Wat is het?
De middeleeuwse stad Torun is een kleine, goed bewaard gebleven handelsstad. In de 13de eeuw bouwden de ridders van de Teutoonse Orde hier een fort, en niet veel later ontwikkelde zich in de buurt daarvan langs de rivier de Vistula een commercieel centrum. Torun beleefde zijn bloeiperiode in de 14de en 15de eeuw, toen het als Hanzestad een belangrijk knooppunt was voor de handel tussen de Baltische kust en Oost-Europa. In tegenstelling tot veel andere Poolse steden kwam Torun ongeschonden door de Tweede Wereldoorlog.
Cijfer: 7 (Met stralend weer lijkt het overal al snel mooi, maar ik vond het vooral vanwege zijn creatieve baksteenarchitectuur een leuk plaatsje. Het is meer een bestemming voor Poolse schoolreisjes dan voor buitenlandse toeristen.).
Toegang: Ik heb hier nergens entree betaald, ben ook alleen maar in 2 kerken binnen geweest. De meeste musea zijn pas vanaf 10 uur open, en leken op voorhand niet zo interessant. Het geboortehuis van de astronoom Nicolaas Copernicus, waar ik nog wel een kijkje had willen nemen, bleek tot juni 2018 gesloten voor restauratie.
Hoeveel tijd: Torun ligt 2,5 uur van Gdansk, dat wil zeggen als je de snelste trein pakt. Dat is eigenlijk net iets te ver voor een comfortabele dagtocht, daarom maakte ik er een bezoek van een avond, nacht en ochtend van. Een halve dag is precies genoeg om de stad te verkennen. Op de terugweg had mijn trein naar Gdansk 53(!) minuten vertraging – neem wel ruim de tijd dus.
Opvallend: Torun is tegenwoordig een stad met ruim 200.000 inwoners. Het centrum heeft zijn middeleeuwse stratenplan gehouden, en is dus erg compact. Het centrale plein is ook voetgangersvrij, helaas kan dat niet gezegd worden van de straten er omheen die meer op een parkeerplaats lijken.
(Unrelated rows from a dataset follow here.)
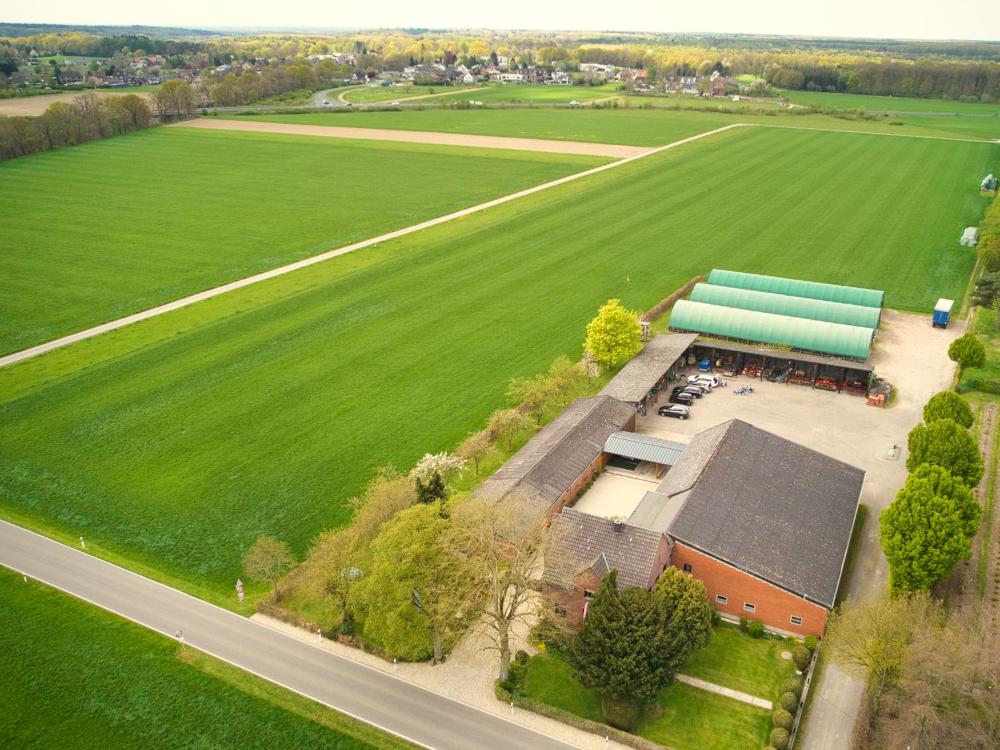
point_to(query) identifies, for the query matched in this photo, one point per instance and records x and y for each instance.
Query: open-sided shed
(850, 295)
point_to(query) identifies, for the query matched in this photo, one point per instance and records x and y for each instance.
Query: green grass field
(176, 442)
(737, 661)
(366, 94)
(887, 103)
(634, 125)
(76, 676)
(98, 231)
(682, 717)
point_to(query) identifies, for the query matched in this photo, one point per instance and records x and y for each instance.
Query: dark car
(681, 397)
(677, 411)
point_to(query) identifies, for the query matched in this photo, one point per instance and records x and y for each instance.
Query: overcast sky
(901, 19)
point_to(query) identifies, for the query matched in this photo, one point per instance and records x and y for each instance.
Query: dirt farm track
(413, 136)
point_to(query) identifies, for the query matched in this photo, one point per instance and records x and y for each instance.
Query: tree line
(89, 117)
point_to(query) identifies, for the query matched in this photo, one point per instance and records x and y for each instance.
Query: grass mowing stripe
(98, 231)
(78, 676)
(628, 126)
(178, 441)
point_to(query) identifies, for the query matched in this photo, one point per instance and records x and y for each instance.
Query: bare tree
(505, 544)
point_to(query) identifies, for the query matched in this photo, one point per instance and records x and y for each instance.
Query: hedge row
(603, 730)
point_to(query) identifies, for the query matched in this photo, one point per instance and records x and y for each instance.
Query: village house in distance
(763, 522)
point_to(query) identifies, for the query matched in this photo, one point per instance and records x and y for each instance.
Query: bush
(782, 719)
(779, 739)
(792, 685)
(948, 405)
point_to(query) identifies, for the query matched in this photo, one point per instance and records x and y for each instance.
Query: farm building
(783, 304)
(849, 295)
(550, 468)
(784, 330)
(638, 381)
(763, 522)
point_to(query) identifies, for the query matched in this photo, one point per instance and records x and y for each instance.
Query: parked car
(694, 390)
(677, 411)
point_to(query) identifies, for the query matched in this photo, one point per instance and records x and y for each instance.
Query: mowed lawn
(76, 676)
(887, 103)
(101, 230)
(178, 441)
(643, 123)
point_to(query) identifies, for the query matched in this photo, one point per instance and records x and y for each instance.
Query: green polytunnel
(780, 330)
(782, 304)
(850, 295)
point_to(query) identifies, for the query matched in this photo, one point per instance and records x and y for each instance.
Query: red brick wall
(774, 606)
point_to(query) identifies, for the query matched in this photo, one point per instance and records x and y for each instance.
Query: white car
(708, 381)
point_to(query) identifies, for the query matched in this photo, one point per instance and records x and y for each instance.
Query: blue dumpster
(942, 312)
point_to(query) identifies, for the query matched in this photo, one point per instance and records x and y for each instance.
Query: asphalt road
(413, 713)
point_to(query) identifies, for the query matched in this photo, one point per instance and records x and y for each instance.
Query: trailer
(942, 313)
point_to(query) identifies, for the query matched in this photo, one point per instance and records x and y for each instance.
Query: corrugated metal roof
(750, 325)
(851, 295)
(549, 463)
(782, 304)
(642, 372)
(644, 448)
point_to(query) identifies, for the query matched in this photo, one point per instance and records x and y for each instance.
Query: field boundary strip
(91, 559)
(232, 286)
(425, 137)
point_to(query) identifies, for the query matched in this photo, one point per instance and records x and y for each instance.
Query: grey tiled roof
(554, 459)
(643, 371)
(591, 542)
(766, 505)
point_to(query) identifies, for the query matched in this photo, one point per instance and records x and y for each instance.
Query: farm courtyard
(174, 443)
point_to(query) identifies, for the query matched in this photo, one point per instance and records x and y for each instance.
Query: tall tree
(948, 405)
(268, 560)
(614, 336)
(418, 590)
(868, 638)
(618, 651)
(504, 544)
(968, 351)
(945, 443)
(687, 617)
(926, 529)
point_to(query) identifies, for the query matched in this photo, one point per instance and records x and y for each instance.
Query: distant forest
(968, 71)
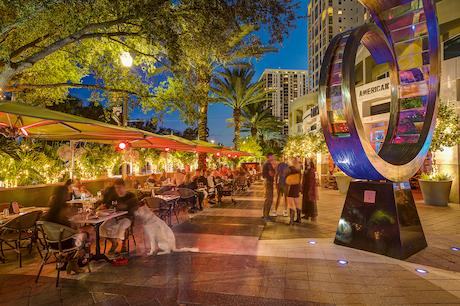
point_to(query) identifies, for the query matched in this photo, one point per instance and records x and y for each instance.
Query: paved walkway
(243, 261)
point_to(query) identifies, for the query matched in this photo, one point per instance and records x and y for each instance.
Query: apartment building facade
(326, 19)
(289, 84)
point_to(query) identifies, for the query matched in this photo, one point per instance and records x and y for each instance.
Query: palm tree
(257, 118)
(235, 89)
(198, 69)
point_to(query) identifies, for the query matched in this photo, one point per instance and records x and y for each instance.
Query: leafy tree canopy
(447, 130)
(48, 46)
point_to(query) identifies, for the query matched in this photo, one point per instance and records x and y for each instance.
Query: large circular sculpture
(406, 36)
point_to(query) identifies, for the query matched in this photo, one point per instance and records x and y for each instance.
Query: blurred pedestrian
(281, 186)
(268, 172)
(309, 191)
(293, 181)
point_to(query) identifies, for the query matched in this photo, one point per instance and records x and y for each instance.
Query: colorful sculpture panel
(378, 216)
(406, 37)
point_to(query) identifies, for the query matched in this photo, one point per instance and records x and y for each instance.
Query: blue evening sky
(292, 55)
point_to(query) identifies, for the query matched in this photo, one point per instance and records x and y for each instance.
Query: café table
(170, 200)
(4, 219)
(81, 201)
(97, 220)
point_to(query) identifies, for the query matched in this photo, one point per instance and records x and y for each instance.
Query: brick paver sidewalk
(243, 261)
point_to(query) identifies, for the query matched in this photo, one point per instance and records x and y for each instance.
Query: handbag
(293, 179)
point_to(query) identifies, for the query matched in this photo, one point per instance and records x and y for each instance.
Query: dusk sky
(293, 55)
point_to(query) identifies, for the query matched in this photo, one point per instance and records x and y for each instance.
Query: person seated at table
(200, 181)
(151, 179)
(189, 184)
(14, 207)
(178, 177)
(224, 172)
(163, 177)
(115, 228)
(211, 187)
(58, 214)
(218, 184)
(69, 185)
(83, 190)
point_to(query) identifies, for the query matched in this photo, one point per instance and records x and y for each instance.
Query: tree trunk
(202, 130)
(5, 77)
(254, 132)
(237, 116)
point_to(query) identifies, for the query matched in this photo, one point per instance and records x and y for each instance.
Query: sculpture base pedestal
(381, 218)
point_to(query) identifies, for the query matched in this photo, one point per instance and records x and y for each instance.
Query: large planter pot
(435, 193)
(343, 182)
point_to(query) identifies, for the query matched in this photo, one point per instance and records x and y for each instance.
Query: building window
(452, 48)
(383, 75)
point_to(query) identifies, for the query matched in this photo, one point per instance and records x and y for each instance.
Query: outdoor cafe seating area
(24, 230)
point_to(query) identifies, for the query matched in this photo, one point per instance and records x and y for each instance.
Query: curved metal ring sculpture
(406, 36)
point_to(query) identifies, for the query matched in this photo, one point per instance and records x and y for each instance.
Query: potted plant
(343, 181)
(436, 188)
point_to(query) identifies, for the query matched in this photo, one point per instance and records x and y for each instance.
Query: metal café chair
(186, 194)
(57, 237)
(20, 229)
(158, 207)
(173, 203)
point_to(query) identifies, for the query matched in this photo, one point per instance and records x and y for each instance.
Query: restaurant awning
(18, 119)
(234, 153)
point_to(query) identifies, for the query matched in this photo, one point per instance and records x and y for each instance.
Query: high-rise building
(327, 18)
(289, 85)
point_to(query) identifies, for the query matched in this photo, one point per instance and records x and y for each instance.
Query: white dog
(159, 233)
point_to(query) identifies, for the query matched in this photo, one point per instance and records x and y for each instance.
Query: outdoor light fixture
(422, 271)
(24, 132)
(122, 145)
(126, 59)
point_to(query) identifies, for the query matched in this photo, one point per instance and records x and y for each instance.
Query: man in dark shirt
(115, 229)
(200, 181)
(268, 172)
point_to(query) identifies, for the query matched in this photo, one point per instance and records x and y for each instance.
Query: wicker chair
(55, 235)
(20, 229)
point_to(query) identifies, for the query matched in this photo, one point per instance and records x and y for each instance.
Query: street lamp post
(126, 61)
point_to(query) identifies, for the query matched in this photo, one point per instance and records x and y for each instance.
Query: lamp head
(126, 59)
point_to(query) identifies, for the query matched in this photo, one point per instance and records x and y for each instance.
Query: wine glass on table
(114, 204)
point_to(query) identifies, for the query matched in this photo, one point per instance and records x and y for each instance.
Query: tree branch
(59, 44)
(6, 30)
(140, 52)
(108, 35)
(24, 49)
(21, 87)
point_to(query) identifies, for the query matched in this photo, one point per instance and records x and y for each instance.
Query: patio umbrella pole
(72, 159)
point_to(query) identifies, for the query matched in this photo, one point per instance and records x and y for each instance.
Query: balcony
(311, 113)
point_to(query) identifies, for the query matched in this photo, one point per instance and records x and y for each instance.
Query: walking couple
(289, 184)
Artushof, aan het centrale plein in de Oude Stad
Op mijn eerste avond in de stad liep ik op mijn gemak een rondje door de ‘oude’ stad. Het heeft op de een of andere manier geen echt middeleeuws karakter, zo’n 80% van de gebouwen lijkt uit de eind 19de of 20ste eeuw te stammen. Maar de historische gebouwen die wel zijn overgebleven zijn wel stuk voor stuk echte meesterwerken van de zogenaamde ‘baksteengotiek’. Rode bakstenen worden afgewisseld met stenen van een andere kleur of pleisterwerk. En dat staat heel mooi in het avond- of ochtendlicht.

Gildehuis, 15de eeuw
De volgende ochtend liep ik wat verder door. Eerst buiten de stadspoort om naar de ruïnes van het kasteel van de Teutoonse Orde. Deze ridderorde probeerde vanaf dit strategische punt het heidense Pruisen te veroveren en te bekeren. Torun lag destijds, in de 13de eeuw, in de bufferzone tussen Polen en Pruisen – als je nu op de kaart kijkt is het vrij diep Polen in, ongeveer in het midden van het land.
Het roemruchte fort blijkt een stuk kleiner dan ik gedacht had. Er zijn alleen nog wat funderingen over, nadat in 1454 de burgers de Orde verdreven hadden en het fort platgebrand.

Restanten van het ridderkasteel
Ten westen van het fort ligt de ‘nieuwe’ stad. Deze is bijna net zo oud als de oude stad, hij stamt ook uit de 13de eeuw en werd gebouwd toen er meer huizen nodig waren voor ambachtslieden en industrie. Beide voormalige steden zijn nu aan elkaar gegroeid. Hier ligt de mooiste kerk, in ieder geval van de buitenkant bekeken: de St. Jacobuskerk. Ook deze is helemaal uit bakstenen opgetrokken.

Behalve om baksteen is Torun ook bekend om zijn peperkoeken
Aan het eind van de ochtend wandelde ik via een brug over de rivier de Vistula naar het centraal station. Hoewel Torun in de middeleeuwen zijn rijkdom aan die rivier te danken had, is het nu helemaal geen havenstad meer. Ik zag alleen wat roeiers en plezierboten.